Bundespatentgericht:
Beschluss vom 8. März 2001
Aktenzeichen: 11 W (pat) 47/00

(BPatG: Beschluss v. 08.03.2001, Az.: 11 W (pat) 47/00)

Tenor

Auf die Beschwerde der Anmelderin wird der Beschluß der Prüfungsstelle für Klasse E 06 B vom 18. Februar 2000 aufgehoben.

Die Sache wird zur Fortsetzung des Prüfungsverfahrens und zur erneuten Entscheidung an das Patentamt zurückverwiesen.

Gründe

I.

Die Prüfungsstelle für Klasse E 06 B des Patentamts hat die am 23. Mai 1997 eingegangene Patentanmeldung, betreffend einen

"Profilholm", mit Beschluß vom 18. Februar 2000 zurückgewiesen.

Gegenüber der DE 296 01 388 U1 sei der Gegenstand des Patentanspruches 1 nicht neu.

Gegen diesen Beschluß hat die Anmelderin Beschwerde eingelegt.

Sie trägt in ihrem Schriftsatz vom 15. Mai 2000 zur Begründung im wesentlichen vor, daß die Entgegenhaltungen keine Materialansammlung des Haltestegs zur Bildung des druckstarren Querbereichs in der oberen Hälfte der Tiefe der Glasleistennut gemäß dem neuen, durch Aufnahme der Ansprüche 11 und 12 gebildeten Anspruch 1 zeigen.

Sie beantragt sinngemäß, den Beschluß des Patentamts vom 18. Februar 2000 aufzuheben und das Patent mit den am 15. Mai 2000 eingegangenen Ansprüchen 1 bis 10 zu erteilen.

Wie schriftlich angekündigt, ist die Anmelderin zur mündlichen Verhandlung trotz ordnungsgemäßer Ladung nicht erschienen.

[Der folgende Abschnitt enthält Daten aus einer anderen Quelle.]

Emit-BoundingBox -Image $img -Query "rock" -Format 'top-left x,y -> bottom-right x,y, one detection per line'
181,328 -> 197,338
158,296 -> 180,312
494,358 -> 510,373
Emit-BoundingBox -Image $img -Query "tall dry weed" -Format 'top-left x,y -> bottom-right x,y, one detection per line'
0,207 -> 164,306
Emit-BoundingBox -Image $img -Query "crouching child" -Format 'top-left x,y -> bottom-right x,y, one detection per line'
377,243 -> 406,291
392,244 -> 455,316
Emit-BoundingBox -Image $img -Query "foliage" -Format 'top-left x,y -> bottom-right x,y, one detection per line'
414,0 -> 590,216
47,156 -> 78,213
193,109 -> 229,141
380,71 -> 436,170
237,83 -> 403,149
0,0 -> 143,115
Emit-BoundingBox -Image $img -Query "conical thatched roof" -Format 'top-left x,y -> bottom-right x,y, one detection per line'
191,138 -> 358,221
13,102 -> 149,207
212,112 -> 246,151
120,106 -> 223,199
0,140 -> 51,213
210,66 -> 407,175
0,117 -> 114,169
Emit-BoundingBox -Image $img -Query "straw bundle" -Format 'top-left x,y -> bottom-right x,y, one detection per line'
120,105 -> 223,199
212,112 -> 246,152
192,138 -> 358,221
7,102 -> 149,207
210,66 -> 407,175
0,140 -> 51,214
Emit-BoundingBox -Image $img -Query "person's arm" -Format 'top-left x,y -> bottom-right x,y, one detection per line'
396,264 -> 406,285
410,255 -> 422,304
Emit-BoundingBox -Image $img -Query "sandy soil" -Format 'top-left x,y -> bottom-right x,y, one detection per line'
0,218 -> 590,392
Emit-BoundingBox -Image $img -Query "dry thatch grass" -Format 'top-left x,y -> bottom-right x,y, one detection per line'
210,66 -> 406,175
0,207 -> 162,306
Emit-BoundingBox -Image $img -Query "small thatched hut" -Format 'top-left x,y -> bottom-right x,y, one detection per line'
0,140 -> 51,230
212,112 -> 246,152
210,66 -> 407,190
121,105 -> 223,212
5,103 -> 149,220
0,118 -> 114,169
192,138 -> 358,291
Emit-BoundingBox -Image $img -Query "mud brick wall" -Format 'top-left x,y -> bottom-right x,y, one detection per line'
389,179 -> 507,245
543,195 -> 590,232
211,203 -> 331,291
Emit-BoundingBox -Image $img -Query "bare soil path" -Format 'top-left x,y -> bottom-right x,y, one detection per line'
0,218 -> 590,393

Wegen weiterer Einzelheiten hierzu und des weiteren Vorbringens wird auf die einschlägigen Schriftsätze verwiesen.

II.

Die zulässige Beschwerde ist begründet.

Der geltende Patentanspruch 1 lautet:

"Profilholm (1) für den Rahmen eines Fensters/einer Tür mit eingesetzter Glasscheibe/Füllung, wobei am Profilholm (1) rauminnenseitig (4) eine sich zum Nutgrund (12) erweiternde Glasleistennut (9) zum Einclipsen einer scheibenseitig mit Scheibendichtung (8) vorbestückten Glashalteleiste (7) vorgesehen ist, die einen in die Glasleistennut (9) hineinragenden und quer zur Glasleistennut (9) um seine Längsmittellinie (18) federelastischen Haltesteg (13) aufweist, der mit seinem Stegfuß (17) den Eintrittsquerschnitt (21) der Glasleistennut (9) zu deren Außenwand (10) gerichtet hintergreift, dadurch gekennzeichnet, daß

1.0 bei eingebauter Glashalteleiste (7) der Haltesteg (13) in seinem Längsbereich innerhalb der sich erweiternden Glasleistennut (9) einen druckstarren Querbereich (19) aufweist, der 1.1 sich so weit quer zwischen den sich gegenüber liegenden Wandungen (10, 11) der Glasleistennut (9) erstreckt, daß

1.2 das Ausmaß der Quererstreckung (20) dieses druckstarren Querbereichs (19) größer ist, als der Eintrittsquerschnitt (21) der Glasleistennut, und daß

1.3 der druckstarre Querbereich (19) biegesteif (22) mit dem Kopf (16) des Haltestegs (13) verbunden ist, und daß

1.4 der druckstarre Querbereich (19) von einer Materialansammlung des Haltestegs gebildet wird, die sich innerhalb der oberen Hälfte der Tiefe (31) der Glasleistennut (9) quer zur Glasleistennut (9) von der Außenwand (10) zur Innenwand (11) erstreckt."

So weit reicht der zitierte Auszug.